Spring JDBC

To simplify the hassle surrounding raw JDBC, Spring provides the Spring JDBC module, which is pretty old but well described. This module offers a few versions of the JdbcTemplate class that helps to execute queries and maps relational rows into entities. It also handles the creation and release of resources, helping to omit common errors such as forgetting to close a prepared statement or connection. JdbcTemplate also catches JDBC exceptions and translates them to generic org.springframework.dao exceptions.

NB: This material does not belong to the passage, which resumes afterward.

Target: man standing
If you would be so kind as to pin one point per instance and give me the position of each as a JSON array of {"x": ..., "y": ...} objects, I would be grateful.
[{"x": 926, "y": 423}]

Let's say we have a collection of books in an SQL database and the entity is represented by the following Java class:

class Book {
   private int id;
   private String title;

   public Book() { }

   public Book(int id, String title) {
      this.id = id;
      this.title = title;
   }
   //getters and setters ...
}

With JdbcTemplate and a generic BeanPropertyRowMapperwe may create a Spring repository in the following way:

@Repository
class BookJdbcRepository {

   @Autowired
   JdbcTemplate jdbcTemplate;

   public Book findById(int id) {
      return jdbcTemplate.queryForObject(
         "SELECT * FROM book WHERE id=?",
         new Object[] { id },
         new BeanPropertyRowMapper<>(Book.class));
   }
}

Alternatively, we may provide our own mapper class to instruct Spring on how a  ResultSet should be translated into a domain entity:

class BookMapper implements RowMapper<Book> {
    @Override
    public Book mapRow(ResultSet rs, int rowNum) throws SQLException {
        return new Book(rs.getInt("id"), rs.getString("title"));
    }
}

Let's implement the BookJdbcRepository.findAll() method using the BookMapper class:

public List<Book> findAll() {
    return jdbcTemplate.query("SELECT * FROM book", new BookMapper());
}

One more improvement over JdbcTemplate is implemented by the NamedParameterJdbcTemplate class. This adds support for passing JDBC parameters using human-readable names as opposed to ? placeholders. Consequently, a prepared SQL query and its corresponding Java code may look like this:

SELECT * FROM book WHERE title = :searchtitle

Here is a classic prepared SQL statement:

SELECT * FROM book WHERE title = ?

This may only seem to be a minor improvement, but named parameters give better readability for code than indexes, especially when a query requires half a dozen parameters.

In summary, the Spring JDBC module consists of utilities, helper classes, and tools used by higher-level abstractions. Higher-level APIs do not limit the Spring JDBC module, so it can absorb the required reactive support relatively easily given that the underlying API also supports it.